2 erprobte Wege, sich Aromen gut zu merken
Düfte, und nichts anderes sind Aromen, können wir uns besser merken, wenn wir Folgendes tun:
1. wir versuchen den Duft zu benennen
2. wir verbinden den Duft mit einem Ereignis aus unserem Leben
Lyman und McDaniel wiesen 1986 nach, dass diese beiden Methoden besser wirken, statt einfach nur an einem Duft zu riechen oder ihn sich bildlich vorzustellen.
#7: Kaffees aus einem einzelnen Anbauland trinken
Jedes Kaffeeanbauland bietet unterschiedliche Mikro-Klimata und damit unterschiedliche Geschmacksnoten. Versuche einmal, viele unterschiedliche Kaffees aus einem einzigen Ursprungsland zu verkosten. Du lernst, wie unterschiedlich die Aromatik in einem Land sein kann. Gerade bei Cuptasting-Kaffeemeisterschaften wird gerne auf Kaffees aus einigen wenigen Ländern zurückgegriffen.
#8: Triangel-Tests durchführen
Eine sehr gute Möglichkeit, die eigene Sensorik zu trainieren, sind Triangel-Tests und In-/Out-Tests.
Triangel-Tests werden zum Beispiel bei Kaffeemeisterschaften in der Disziplin Sensorik eingesetzt. Die Aufgabe besteht darin, aus einem Set von drei Kaffees den zu finden, der von den anderen beiden abweicht.
Umgekehrt geht es beim In-/Out-Test zu: Von den drei Kaffees beim In-/Out-Test bildet ein Kaffee den Referenzkaffee. Von den anderen beiden Kaffees ist derjenige zu finden, der mit dem Referenzkaffee identisch ist. Dieser Test kommt häufig bei Qualitätskontrollen vor, um die Gleichheit des Produktes sicherzustellen.
Das Schöne bei diesen beiden Sensorik-Tests ist, dass die Schwierigkeit einfach anzupassen ist.
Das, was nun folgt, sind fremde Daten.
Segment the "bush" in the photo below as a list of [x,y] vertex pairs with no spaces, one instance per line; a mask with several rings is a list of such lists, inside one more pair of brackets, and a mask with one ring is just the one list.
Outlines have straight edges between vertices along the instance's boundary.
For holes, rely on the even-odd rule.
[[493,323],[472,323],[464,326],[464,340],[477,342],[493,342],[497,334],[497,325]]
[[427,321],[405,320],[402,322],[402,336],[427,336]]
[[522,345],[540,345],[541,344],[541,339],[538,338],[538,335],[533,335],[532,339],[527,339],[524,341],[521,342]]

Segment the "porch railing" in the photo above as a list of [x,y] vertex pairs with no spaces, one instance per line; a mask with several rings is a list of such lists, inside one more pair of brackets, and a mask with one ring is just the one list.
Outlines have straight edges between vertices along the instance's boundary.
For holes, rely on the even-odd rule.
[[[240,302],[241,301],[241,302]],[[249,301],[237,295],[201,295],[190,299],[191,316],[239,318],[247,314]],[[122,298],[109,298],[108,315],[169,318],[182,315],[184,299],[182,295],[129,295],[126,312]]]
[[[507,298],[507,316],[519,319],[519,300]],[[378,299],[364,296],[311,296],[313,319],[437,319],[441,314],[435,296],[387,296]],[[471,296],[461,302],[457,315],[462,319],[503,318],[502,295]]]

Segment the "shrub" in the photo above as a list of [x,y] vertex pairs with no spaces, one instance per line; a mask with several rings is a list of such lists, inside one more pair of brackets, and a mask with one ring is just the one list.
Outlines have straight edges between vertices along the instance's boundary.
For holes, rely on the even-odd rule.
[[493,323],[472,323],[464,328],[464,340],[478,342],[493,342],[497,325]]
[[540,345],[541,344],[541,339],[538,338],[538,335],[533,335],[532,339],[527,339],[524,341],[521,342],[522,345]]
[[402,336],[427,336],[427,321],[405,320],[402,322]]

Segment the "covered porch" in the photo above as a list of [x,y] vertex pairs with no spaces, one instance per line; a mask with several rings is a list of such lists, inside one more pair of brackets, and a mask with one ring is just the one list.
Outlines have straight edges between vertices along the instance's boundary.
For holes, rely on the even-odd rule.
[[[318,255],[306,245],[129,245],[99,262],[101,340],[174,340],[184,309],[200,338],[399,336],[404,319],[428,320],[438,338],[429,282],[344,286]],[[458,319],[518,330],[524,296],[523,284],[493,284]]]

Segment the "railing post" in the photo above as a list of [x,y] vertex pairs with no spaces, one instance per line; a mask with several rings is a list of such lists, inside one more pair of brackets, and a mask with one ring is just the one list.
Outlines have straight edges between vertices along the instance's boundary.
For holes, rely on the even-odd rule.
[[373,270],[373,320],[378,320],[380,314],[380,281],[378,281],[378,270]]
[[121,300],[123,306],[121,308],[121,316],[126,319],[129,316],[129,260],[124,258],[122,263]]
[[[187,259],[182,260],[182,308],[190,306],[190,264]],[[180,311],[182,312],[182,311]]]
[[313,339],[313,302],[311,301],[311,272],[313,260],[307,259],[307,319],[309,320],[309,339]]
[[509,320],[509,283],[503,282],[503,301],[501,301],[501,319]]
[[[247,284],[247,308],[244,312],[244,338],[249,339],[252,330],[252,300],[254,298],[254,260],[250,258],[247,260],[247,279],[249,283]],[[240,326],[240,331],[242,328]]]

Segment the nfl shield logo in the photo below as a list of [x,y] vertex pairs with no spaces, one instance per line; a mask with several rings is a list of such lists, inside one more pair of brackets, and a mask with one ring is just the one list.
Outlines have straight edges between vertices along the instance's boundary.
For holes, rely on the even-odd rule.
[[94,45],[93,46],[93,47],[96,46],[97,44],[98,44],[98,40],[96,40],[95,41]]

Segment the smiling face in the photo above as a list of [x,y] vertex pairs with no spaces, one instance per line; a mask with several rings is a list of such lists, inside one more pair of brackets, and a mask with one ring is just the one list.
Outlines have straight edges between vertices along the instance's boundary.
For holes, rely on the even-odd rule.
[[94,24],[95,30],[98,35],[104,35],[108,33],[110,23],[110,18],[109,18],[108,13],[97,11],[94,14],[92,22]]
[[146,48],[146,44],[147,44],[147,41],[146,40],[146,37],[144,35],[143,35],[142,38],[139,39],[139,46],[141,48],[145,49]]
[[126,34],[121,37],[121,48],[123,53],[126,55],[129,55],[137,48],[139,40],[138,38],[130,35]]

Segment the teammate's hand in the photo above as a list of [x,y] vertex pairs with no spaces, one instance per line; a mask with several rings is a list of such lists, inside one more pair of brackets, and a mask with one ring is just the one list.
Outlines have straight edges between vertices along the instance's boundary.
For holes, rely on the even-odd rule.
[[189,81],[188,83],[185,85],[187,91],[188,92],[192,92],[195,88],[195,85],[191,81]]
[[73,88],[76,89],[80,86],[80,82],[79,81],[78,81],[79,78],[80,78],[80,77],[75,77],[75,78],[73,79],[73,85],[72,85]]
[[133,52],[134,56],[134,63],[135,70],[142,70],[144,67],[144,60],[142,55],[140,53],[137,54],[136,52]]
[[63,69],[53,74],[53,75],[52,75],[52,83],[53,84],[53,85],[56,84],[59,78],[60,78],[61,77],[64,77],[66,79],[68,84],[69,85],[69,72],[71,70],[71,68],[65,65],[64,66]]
Mehr zu diesen beiden Tests findest du in einem eigenen Artikel darüber.
#9: Aromen trainieren
Besorge dir verschiedene ätherische Aromastoffe, die im Kaffee enthalten sind, zum Beispiel Limette, Zartbitterschokolade oder Blaubeere.
Du kannst auch auf ein Set zurückgreifen, welches Anbieter für dich zusammengestellt haben, zum Beispiel
- Olfactorium von Belco aus Frankreich,
- Aromabar aus Hamburg,
- T100 von ScentOne oder
- Le Nez du Café.
Übe, die verschiedenen Aromen richtig zuzuordnen. Mit dem Training von Aromen schon einmal pro Monat sind beeindruckende Ergebnisse zu erzielen.
#10: Lernen, wie das Gehirn funktioniert
Wenn du weißt, wie die sensorischen Wahrnehmungen deiner Zunge und deiner Nase im Gehirn ankommen, kannst du dieses Wissen im Lernen um deine Sensorik besser nutzen.
Konkret verbessert sich für dich:
- Du verstehst, wie dein Körper Kaffee wahrnimmt.
- Du lernst, wann du salzig wahrnimmst und wann deine Zunge bitter meldet.
- Du lernst, wie dein Gedächtnis Aromen lernt und wieder zur Verfügung stellt.
- Du lernst, wie du dir Eigenschaften besser merken kannst und wie du deine Sinne für eine bessere Sensorik einsetzen kannst.
Die Magie, deine Sensorik zu verbessern, liegt vor allem im Üben, Üben und nochmals Üben.
Bleibe konstant dran und erstelle dir einen Trainingsplan. Die vielen Tipps aus diesem Artikel musst du nicht alle an einem Tag umsetzen. Überlege dir eine Abfolge, die zu dir und deinem Tagesablauf passt plus das Ziel, welches du erreichen willst. Wenn du deine Ergebnisse je Trainingseinheit notierst, kannst du außerdem sehen, wo deine Stärken und deine Schwächen in der Sensorik liegen.